The Hassan Tower is a minaret part of an incomplete mosque built in 1195 AD. The tower was intended to be the largest minaret in the world along with the mosque, also intended to be the world's largest. The tower is made of red and is ascended by ramps. The minaret's ramps would have allowed the muezzin to ride a horse to the top of the tower to issue the call to prayer.
Golf Royal Dar El Salam:
The course of the 45-hole Golf Dar El-Salam was drawn by one of the most prominent architect’s in the world, Robert Trent Jones. Surrounded by a beautiful lake inhabited by wild ducks and flamingos, roses, daffodils, water lilies and cork oaks, the course is a picturesque site open to the public. A quiet haven in the city, golfers can enjoy a tranquil game whilst visitors stroll respectfully along the lawns of the golf course.
Rabat Archeological Museum:
Opened in 1932, the Rabat Archeological Museum became a National Museum in 1957. Containing the most extensive collection of archaeological artifacts found in Morocco, it holds prehistoric and pre-Islamic collections, including human remains from the middle palaeolithic period to the Neolithic. Pre-Roman and Roman civilizations are well represented in the museum.
Ancient Chellah Gardens & Palace:
The beautiful Chellah Gardens was once the site for royal burials. The Almohads who had the door decorated and inscribed with Arabesque calligraphy created the remarkable entrance into Chellah.
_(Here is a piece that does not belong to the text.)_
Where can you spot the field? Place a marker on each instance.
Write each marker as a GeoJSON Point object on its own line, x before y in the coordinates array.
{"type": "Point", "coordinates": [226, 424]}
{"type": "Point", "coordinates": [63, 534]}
The Roman ruins of the Chellah Gardens are also open to the public and many travelers are surprised at how freely tourists can roam around the area. The Sanctuary of the Chellah Gardens are the true home of the Islamic artifacts that were uncovered here. A minaret made of stone is a stunning centerpiece. The Abou Youssef Mosque is now in ruins, however, the area is near the royal tombs, where Abou El Hassan and other historical leaders of importance are buried.
The Oudayas Kasbah is located across the street from the central medina, and is as relaxed as any foreign seaside town. Most the houses in this area are bright white with blue trim, and locals and tourists alike take leisurely strolls overlooking the Atlantic Ocean surrounding Bouregreg River and Rabat’s sister city, Sale.
The many souks found in Rabat and mirrored in every Morrocean town, are a must-see. The sights, sounds and smells of these unique markets offer great authentic cuisine, local crafts and a lively atmosphere. Visitors can have their fill of tagines or couscous, buy some wonderful trinkets and enjoy the easy banter of bargaining that is second nature to vendors.